EDIT: This appears to be exactly what I'm thinking about: http://evolt.org/working_with_hierarchical_data_in_sql_using_ancestor_tables
So what you want is to materialize the transitive closures. That is, given this application table ...
ID | PARENT_ID
------+----------
1 |
2 | 1
3 | 2
4 | 2
5 | 4
... the graph table would look like this:
PARENT_ID | CHILD_ID
-----------+----------
1 | 2
1 | 3
1 | 4
1 | 5
2 | 3
2 | 4
2 | 5
4 | 5
It is possible to maintain a table like this in Oracle, although you will need to roll your own framework for it. The question is whether it is worth the overhead. If the source table is volatile then keeping the graph data fresh may cost more cycles than you will save on the queries. Only you know your data's profile.
I don't think you can maintain such a graph table with CONNECT BY queries and cascading foreign keys. Too much indirect activity, too hard to get right. Also a materialized view is out, because we cannot write a SQL query which will zap the 1->5 record when we delete the source record for ID=4.
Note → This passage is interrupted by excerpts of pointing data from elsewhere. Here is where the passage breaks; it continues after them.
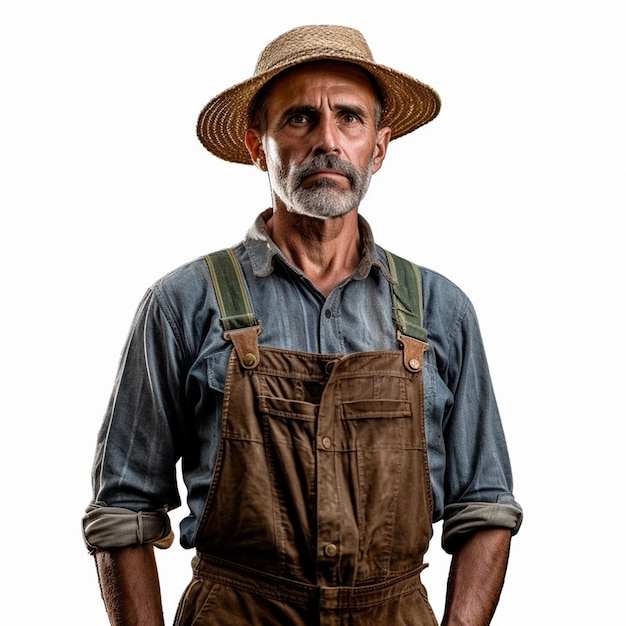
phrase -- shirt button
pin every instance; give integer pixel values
(330, 549)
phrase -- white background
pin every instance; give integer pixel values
(514, 192)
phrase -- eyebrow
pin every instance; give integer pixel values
(310, 110)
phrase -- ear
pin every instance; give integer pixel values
(382, 141)
(255, 148)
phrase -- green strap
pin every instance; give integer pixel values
(236, 309)
(408, 305)
(230, 289)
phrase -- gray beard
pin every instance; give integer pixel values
(325, 199)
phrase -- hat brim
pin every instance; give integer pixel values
(222, 124)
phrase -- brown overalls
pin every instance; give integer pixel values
(319, 511)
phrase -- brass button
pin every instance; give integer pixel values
(330, 549)
(249, 359)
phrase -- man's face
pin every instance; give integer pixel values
(321, 144)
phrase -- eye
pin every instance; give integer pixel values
(298, 119)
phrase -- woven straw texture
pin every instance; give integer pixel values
(407, 102)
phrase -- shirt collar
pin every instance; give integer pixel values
(262, 251)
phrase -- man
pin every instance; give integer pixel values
(329, 400)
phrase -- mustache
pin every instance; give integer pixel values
(326, 162)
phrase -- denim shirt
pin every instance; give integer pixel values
(167, 399)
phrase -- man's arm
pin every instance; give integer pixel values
(130, 588)
(476, 578)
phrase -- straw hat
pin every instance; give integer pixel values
(407, 102)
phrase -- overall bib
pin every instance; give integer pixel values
(320, 509)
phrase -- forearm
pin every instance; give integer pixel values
(476, 578)
(130, 586)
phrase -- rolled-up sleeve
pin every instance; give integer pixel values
(472, 476)
(109, 528)
(134, 472)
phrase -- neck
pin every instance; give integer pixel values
(326, 251)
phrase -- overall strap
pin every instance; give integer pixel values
(236, 313)
(230, 289)
(408, 305)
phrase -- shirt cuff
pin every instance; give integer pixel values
(108, 528)
(460, 520)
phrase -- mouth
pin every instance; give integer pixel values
(326, 175)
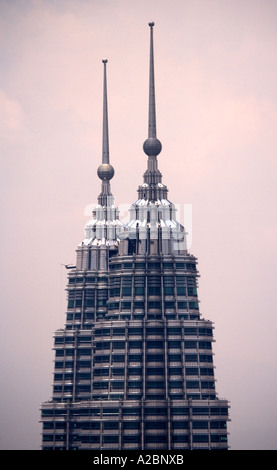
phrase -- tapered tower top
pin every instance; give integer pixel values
(152, 146)
(105, 170)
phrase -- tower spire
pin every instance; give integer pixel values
(105, 170)
(152, 146)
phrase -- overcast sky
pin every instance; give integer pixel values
(216, 95)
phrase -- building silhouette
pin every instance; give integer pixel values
(134, 363)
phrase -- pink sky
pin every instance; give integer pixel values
(216, 94)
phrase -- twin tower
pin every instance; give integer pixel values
(133, 367)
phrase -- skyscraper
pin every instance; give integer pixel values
(134, 363)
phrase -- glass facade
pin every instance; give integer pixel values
(134, 365)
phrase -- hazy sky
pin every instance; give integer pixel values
(216, 94)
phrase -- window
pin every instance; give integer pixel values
(200, 438)
(200, 424)
(180, 425)
(127, 291)
(154, 344)
(110, 439)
So what I suggest you read a paper called Maintaining Transitive Closure of Graphs in SQL by Dong, Libkin, Su and Wong. This contains a lot of theory and some gnarly (Oracle) SQL but it will give you the grounding to build the PL/SQL you need to maintain a graph table.
"can you expand on the part about it
being too difficult to maintain with
CONNECT BY/cascading FKs? If I control
access to the table and all
inserts/updates/deletes take place via
stored procedures, what kinds of
scenarios are there where this would
break down?"
Consider the record 1->5 which is a short-circuit of 1->2->4->5. Now what happens if, as I said before, we delete the the source record for ID=4? Cascading foreign keys could delete the entries for 2->4 and 4->5. But that leaves 1->5 (and indeed 2->5) in the graph table although they no longer represent a valid edge in the graph.
What might work (I think, I haven't done it) would be to use an additional synthetic key in the source table, like this.
ID | PARENT_ID | NEW_KEY
------+-----------+---------
1 | | AAA
2 | 1 | BBB
3 | 2 | CCC
4 | 2 | DDD
5 | 4 | EEE
Now the graph table would look like this:
PARENT_ID | CHILD_ID | NEW_KEY
-----------+----------+---------
1 | 2 | BBB
1 | 3 | CCC
1 | 4 | DDD
1 | 5 | DDD
2 | 3 | CCC
2 | 4 | DDD
2 | 5 | DDD
4 | 5 | DDD
So the graph table has a foreign key referencing the relationship in the source table which generated it, rather than linking to the ID. Then deleting the record for ID=4 would cascade deletes of all records in the graph table where NEW_KEY=DDD.
This would work if any given ID can only have zero or one parent IDs. But it won't work if it is permissible for this to happen:
ID | PARENT_ID
------+----------
5 | 2
5 | 4
In other words the edge 1->5 represents both 1->2->4->5 and 1->2->5. So, what might work depends on the complexity of your data.